Startling/Disturbing/Surprising Fact or Statement
Hook:
It is not easy to cut through a human
head with a hacksaw.
The blade kept snagging the skin, and
slipping off the smooth base of the forehead. If I made a mistake, I slid to
one side or the other, and I would not saw precisely down the center of the
nose, the mouth, the chin, the throat. It required tremendous concentration. I
had to pay close attention, and at the same time I could not really acknowledge
what I was doing, because it was so horrible.
-- opening of
Michael Crichton’s essay “Cadaver” in Travels
Character or Setting Description Hook:
Father was a stern straight man.
Straight legs and shoulders; straight side-trim to his beard, the ends of which
were straight-cut across his chest. From under heavy eyebrows his look was
direct, though once in a rare while a little twinkle forced its way through.

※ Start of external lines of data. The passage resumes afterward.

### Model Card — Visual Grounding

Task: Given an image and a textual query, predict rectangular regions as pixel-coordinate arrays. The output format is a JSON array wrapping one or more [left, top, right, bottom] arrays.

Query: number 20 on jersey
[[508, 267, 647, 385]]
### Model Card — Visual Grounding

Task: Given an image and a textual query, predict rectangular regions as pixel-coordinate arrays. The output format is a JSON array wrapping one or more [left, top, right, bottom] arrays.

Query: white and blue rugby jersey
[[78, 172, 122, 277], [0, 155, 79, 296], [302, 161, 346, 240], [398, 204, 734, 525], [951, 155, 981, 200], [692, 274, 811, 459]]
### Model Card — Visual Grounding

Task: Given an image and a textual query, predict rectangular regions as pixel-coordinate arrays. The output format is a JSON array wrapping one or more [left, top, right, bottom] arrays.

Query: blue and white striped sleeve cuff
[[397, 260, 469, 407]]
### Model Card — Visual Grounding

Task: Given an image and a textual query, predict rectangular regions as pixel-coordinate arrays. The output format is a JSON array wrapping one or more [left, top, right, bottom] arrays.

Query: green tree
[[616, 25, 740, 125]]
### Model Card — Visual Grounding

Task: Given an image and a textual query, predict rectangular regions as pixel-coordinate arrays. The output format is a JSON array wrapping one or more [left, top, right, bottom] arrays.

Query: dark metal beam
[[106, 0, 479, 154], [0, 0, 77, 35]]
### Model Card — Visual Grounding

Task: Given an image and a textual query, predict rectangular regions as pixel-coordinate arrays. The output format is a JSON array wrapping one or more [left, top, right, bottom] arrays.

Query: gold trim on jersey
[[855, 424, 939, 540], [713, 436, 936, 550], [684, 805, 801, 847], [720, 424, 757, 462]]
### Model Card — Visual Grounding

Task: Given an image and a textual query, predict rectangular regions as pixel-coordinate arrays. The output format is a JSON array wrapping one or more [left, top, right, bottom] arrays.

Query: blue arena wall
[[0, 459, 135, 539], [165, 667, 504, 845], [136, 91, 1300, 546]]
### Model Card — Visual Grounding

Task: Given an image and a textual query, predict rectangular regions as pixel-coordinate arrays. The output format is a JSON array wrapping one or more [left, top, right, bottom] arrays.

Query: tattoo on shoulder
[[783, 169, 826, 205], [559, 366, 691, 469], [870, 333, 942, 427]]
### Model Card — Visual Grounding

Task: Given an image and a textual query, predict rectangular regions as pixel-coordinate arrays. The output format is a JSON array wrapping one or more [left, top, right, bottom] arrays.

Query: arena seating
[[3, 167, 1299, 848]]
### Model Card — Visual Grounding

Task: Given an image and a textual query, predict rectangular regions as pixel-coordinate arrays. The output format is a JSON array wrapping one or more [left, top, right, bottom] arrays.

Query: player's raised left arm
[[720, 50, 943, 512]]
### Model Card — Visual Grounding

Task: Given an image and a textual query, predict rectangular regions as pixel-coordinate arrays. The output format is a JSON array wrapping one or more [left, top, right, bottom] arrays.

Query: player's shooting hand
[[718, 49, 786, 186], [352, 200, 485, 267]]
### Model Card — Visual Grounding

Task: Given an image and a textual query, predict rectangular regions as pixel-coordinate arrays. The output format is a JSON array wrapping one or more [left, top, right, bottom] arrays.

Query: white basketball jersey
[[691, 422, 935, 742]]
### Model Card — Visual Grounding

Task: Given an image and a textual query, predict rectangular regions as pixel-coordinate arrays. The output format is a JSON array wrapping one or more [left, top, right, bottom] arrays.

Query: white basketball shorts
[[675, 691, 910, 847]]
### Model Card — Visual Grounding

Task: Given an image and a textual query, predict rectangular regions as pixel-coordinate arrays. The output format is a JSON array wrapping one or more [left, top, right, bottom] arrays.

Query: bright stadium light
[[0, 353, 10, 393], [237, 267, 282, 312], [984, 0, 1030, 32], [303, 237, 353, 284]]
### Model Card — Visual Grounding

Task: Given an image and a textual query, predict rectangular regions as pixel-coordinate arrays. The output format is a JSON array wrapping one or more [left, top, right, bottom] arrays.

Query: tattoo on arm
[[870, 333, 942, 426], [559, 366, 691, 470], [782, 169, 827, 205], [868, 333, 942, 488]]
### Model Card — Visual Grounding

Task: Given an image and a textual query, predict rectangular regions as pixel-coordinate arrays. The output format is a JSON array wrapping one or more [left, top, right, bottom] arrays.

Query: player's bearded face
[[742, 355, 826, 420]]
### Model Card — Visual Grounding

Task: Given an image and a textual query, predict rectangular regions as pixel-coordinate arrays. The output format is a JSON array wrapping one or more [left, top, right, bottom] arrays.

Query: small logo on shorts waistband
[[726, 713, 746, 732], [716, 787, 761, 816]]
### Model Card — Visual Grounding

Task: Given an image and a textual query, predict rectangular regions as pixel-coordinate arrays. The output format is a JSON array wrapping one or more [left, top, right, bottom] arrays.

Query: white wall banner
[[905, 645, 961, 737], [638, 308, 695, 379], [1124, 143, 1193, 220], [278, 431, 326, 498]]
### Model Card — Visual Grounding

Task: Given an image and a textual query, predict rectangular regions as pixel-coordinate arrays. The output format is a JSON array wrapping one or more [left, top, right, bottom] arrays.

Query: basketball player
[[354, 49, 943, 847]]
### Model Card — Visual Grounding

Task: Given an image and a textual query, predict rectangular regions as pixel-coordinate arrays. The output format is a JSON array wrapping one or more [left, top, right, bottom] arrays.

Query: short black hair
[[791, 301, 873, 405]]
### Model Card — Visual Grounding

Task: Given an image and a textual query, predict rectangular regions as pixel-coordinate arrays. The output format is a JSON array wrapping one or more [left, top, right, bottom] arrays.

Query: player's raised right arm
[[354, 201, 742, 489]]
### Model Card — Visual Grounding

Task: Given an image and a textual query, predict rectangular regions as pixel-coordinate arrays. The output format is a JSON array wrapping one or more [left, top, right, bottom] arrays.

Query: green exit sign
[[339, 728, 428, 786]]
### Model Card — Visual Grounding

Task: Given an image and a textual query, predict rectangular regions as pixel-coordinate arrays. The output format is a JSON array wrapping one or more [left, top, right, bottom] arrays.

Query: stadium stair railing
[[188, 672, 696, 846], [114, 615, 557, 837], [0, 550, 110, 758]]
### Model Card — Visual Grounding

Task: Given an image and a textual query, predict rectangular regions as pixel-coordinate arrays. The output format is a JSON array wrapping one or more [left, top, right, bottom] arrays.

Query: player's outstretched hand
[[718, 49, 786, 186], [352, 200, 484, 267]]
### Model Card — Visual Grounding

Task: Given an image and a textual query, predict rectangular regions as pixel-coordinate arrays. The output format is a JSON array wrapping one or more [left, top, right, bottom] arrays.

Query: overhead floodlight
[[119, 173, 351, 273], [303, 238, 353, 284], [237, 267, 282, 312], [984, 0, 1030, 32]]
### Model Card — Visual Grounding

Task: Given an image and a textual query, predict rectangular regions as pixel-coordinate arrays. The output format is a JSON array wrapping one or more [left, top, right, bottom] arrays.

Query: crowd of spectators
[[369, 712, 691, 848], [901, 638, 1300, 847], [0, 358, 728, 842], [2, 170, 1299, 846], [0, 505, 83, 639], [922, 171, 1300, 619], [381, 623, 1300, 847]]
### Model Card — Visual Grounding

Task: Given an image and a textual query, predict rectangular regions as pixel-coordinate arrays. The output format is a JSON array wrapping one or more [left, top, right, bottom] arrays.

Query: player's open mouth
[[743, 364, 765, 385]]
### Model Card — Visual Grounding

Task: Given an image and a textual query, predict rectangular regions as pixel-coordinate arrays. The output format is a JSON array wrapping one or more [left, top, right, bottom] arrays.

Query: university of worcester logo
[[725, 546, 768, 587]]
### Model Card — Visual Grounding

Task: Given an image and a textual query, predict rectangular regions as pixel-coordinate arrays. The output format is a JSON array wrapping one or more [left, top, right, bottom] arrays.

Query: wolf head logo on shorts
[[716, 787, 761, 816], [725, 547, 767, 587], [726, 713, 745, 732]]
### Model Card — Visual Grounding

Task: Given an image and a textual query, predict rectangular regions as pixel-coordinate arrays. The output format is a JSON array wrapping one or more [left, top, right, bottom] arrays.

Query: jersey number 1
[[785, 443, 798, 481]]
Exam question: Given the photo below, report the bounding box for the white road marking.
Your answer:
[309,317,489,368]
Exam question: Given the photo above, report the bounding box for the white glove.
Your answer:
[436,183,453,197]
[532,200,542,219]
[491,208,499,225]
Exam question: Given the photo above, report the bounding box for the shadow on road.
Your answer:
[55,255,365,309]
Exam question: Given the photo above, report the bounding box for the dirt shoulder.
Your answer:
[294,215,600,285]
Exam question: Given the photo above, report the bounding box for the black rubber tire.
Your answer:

Then something was likely to happen. Our family had to whiz around Father like
a top round its peg.
-- opening of
Emily Carr’s essay “Time” in The Growing
Pains: The Autobiography of Emily Carr
Rhetorical Question Hook:
What did I see that night I peered
through the slots of the blinds covering the glass on my grandmother’s door?
Was it the eyes of some poor dog or cat stranded in the sudden downpour of the
thunderstorm, or was it my own psychic twin here to frighten me into being a
more obedient child? To this day, I do not know.
Apt Quotation Hook:
When
I remember what Oscar Wilde wrote in “The Critic as an Artist,” that “there is
no sin except stupidity,” I have to admit that my brother is the most sinful
person in the world.
From our earliest days, he was the
dupe of the most amazing schemes, but perhaps the most serious and therefore
most sinful of all was that incident where he . . .
End-of-the-Story Hook:
The shackles the police officers had
placed around my wrists chilled me farther than the bone—it froze me to the soul.
The lifeless body lied next to my feet. Blood still stuck to my feet as I
walked out of my home and the freedom I had once taken for granted.